6. The method according to claim 4, wherein the three-dimensional surface is discretized
to form at least one mesh.
7. The method according to any one of claims 1 or 2, wherein the earth model
parameters are each defined using spatially continuous functions comprising splines or
polynomial functions.
8. The method according to any one of claims 1 or 2, further comprising:
determining sensitivities as perturbations in predicted data generated by the first set of
integral equations due to perturbations in the Earth model parameters by solving a second set
of surface integral equations when the error between the modeled electromagnetic data and
the measured electromagnetic data is greater than the selected threshold.
9. The method according to claim 8, wherein the sensitivities are determined using
perturbation methods or adjoint operator methods.
10. The method according to claim 8, further comprising:
updating the earth model parameters using the error and the sensitivities by
minimizing a parametric functional that includes the linear combination of the error and
stabilizing functionals.
11. The method according to claim 10, wherein minimizing the parametric functional is
based on at least one of a regularized Newton, Gauss-Newton, Marquardt-Levenberg,
Maximum Likelihood, Conjugate Gradient, or Steepest Descent method .
12. The method according to claims 1 or 2, further comprising:
truncating lateral extents of at least one surface bounding at least one layer based on a
tool sensitivity of a tool used to obtain the measured electromagnetic data.
13. The method according to claim 2, wherein controlling the drilling operations
comprises:
operating a geosteering device to maneuver a bottom hole assembly in the geological
formation.
14. The method according to claim 13, wherein controlling the drilling operations
comprises:
evaluating the geological formation ahead of or around the bottom hole assembly.

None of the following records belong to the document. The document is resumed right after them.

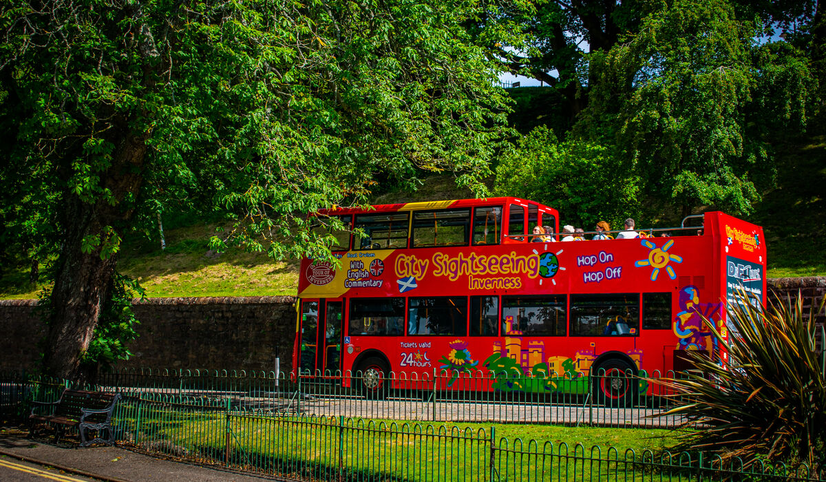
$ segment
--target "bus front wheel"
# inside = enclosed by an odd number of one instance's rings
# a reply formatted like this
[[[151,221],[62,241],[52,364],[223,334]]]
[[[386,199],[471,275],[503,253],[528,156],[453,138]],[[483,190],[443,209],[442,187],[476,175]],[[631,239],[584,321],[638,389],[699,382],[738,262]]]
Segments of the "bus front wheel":
[[[591,394],[597,403],[605,407],[627,407],[634,399],[634,387],[637,386],[634,376],[634,367],[628,362],[611,359],[591,369]]]
[[[390,391],[387,362],[377,356],[366,358],[358,364],[356,375],[360,392],[368,398],[383,399]]]

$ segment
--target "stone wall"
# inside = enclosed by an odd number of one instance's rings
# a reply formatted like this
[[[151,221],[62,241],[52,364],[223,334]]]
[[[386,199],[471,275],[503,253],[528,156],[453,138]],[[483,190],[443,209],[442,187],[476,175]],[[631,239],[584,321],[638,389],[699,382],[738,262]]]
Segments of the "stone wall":
[[[826,276],[769,279],[772,293],[785,298],[800,290],[805,308],[826,295]],[[271,370],[292,370],[295,298],[162,298],[135,303],[140,336],[134,356],[121,367]],[[35,366],[45,327],[34,313],[36,300],[0,300],[0,370]],[[821,323],[826,313],[819,315]]]
[[[295,298],[160,298],[134,305],[140,336],[119,367],[292,370]],[[0,369],[36,365],[45,327],[36,300],[0,301]]]

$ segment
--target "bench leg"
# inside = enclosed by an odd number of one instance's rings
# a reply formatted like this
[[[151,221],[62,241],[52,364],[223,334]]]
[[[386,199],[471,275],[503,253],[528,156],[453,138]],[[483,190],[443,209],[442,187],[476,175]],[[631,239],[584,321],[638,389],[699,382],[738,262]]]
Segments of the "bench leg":
[[[60,441],[60,438],[63,437],[63,426],[59,425],[55,427],[55,443]]]
[[[83,427],[83,424],[81,423],[78,426],[78,432],[80,432],[80,446],[86,446],[88,445],[88,442],[87,441],[87,434],[89,432],[88,428]]]

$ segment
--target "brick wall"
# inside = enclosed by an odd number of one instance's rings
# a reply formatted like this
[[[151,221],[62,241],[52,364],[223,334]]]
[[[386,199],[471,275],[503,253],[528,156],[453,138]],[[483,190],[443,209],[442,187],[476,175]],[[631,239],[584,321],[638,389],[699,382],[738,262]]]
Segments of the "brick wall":
[[[769,279],[769,293],[795,296],[805,307],[826,295],[826,276]],[[295,336],[295,298],[288,296],[244,298],[162,298],[135,305],[140,336],[134,356],[121,367],[231,369],[271,370],[275,358],[281,370],[292,370]],[[36,300],[0,300],[0,370],[35,366],[45,327],[33,313]],[[808,312],[807,312],[808,313]],[[826,313],[821,313],[821,323]]]

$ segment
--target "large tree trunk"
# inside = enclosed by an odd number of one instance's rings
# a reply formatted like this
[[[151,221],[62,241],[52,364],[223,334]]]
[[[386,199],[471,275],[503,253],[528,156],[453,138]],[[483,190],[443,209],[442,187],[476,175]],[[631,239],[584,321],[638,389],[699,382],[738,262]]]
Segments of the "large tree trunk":
[[[93,340],[101,311],[111,297],[116,256],[101,255],[101,250],[83,253],[83,238],[105,237],[111,227],[120,236],[132,216],[133,206],[122,203],[127,195],[136,198],[142,182],[146,155],[146,134],[126,135],[118,141],[112,167],[102,173],[101,184],[115,196],[110,205],[98,198],[84,203],[67,193],[63,206],[64,243],[50,299],[49,333],[44,357],[45,373],[68,379],[88,381],[97,365],[83,365],[83,356]]]

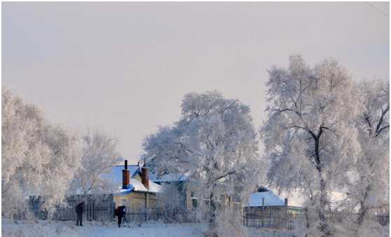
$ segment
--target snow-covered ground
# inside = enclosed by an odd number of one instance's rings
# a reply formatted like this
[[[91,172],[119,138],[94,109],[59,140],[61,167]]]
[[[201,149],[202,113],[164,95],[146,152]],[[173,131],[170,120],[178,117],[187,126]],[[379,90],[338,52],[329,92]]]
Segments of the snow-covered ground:
[[[142,227],[118,228],[114,222],[85,222],[76,227],[74,222],[18,221],[2,220],[1,234],[6,237],[203,237],[204,227],[198,224],[148,224]],[[249,237],[292,237],[290,231],[248,229]]]

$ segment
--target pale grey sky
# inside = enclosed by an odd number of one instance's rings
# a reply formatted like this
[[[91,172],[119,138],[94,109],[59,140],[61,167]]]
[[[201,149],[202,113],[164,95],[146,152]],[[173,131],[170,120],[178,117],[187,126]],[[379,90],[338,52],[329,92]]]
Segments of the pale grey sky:
[[[219,89],[265,108],[266,69],[301,53],[355,78],[389,78],[388,3],[2,3],[2,83],[50,120],[121,139],[178,119],[183,96]]]

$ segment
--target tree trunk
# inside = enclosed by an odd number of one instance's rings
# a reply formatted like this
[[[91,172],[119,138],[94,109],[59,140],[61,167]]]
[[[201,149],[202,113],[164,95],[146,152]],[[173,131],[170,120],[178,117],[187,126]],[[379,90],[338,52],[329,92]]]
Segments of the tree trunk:
[[[364,194],[364,199],[359,202],[359,216],[357,219],[357,224],[359,226],[361,225],[364,222],[364,218],[365,217],[365,215],[366,214],[366,211],[368,210],[368,207],[365,206],[365,200],[366,200],[370,190],[371,186],[366,186],[366,187],[365,188],[365,193]]]
[[[327,202],[327,192],[326,192],[326,181],[320,173],[320,206],[318,207],[319,214],[319,230],[320,231],[320,237],[331,236],[332,234],[329,229],[329,224],[326,222],[326,204]]]
[[[213,200],[214,195],[212,192],[210,195],[210,208],[208,210],[209,216],[209,230],[210,231],[210,236],[218,237],[217,231],[216,230],[216,203]]]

15. The method according to claim 2, wherein controlling the drilling operations
comprises:
operating a geosteering device to select a drilling direction in the geological
formation.
16. The method according to any one of claims 1 or 2, further comprising:
dynamically adjusting functional complexity of the earth model associated with
determining modeled formation resistivity by selecting a functional parameterization of the
earth model according to range variations in resistivity measured in the formation.
17. A system, comprising:
at least one tool configured to measure resistivity in a geological formation as
measured formation resistivity; and
a processing unit coupled to the at least one tool to receive the measured formation
resistivity, the processing unit to determine modeled electromagnetic data, including modeled
formation resistivity, in at least one layer of the geological formation by solving a first set of
surface integral equations using initial or updated earth model parameters corresponding to an
earth model of a geological formation.
18. The system according to claim 17, further comprising:
a bit steering mechanism to operate in response to the processing unit when error
between the modeled formation resistivity and the measured formation resistivity is less than
a selected threshold, to control drilling operations in the geological formation based on the
earth model.
19. The system according to any one of claims 17 or 18, wherein the processing unit is to
fit a compression spline to data corresponding to the measured formation resistivity, further
comprising:
a telemetry transmitter to transmit compressed resistivity data comprising nodes of the
compression spline to a surface computer.
20. The system according to claim 18, further comprising:
a monitor to indicate transitions from at least one layer to another layer in the
geological formation, based on the error.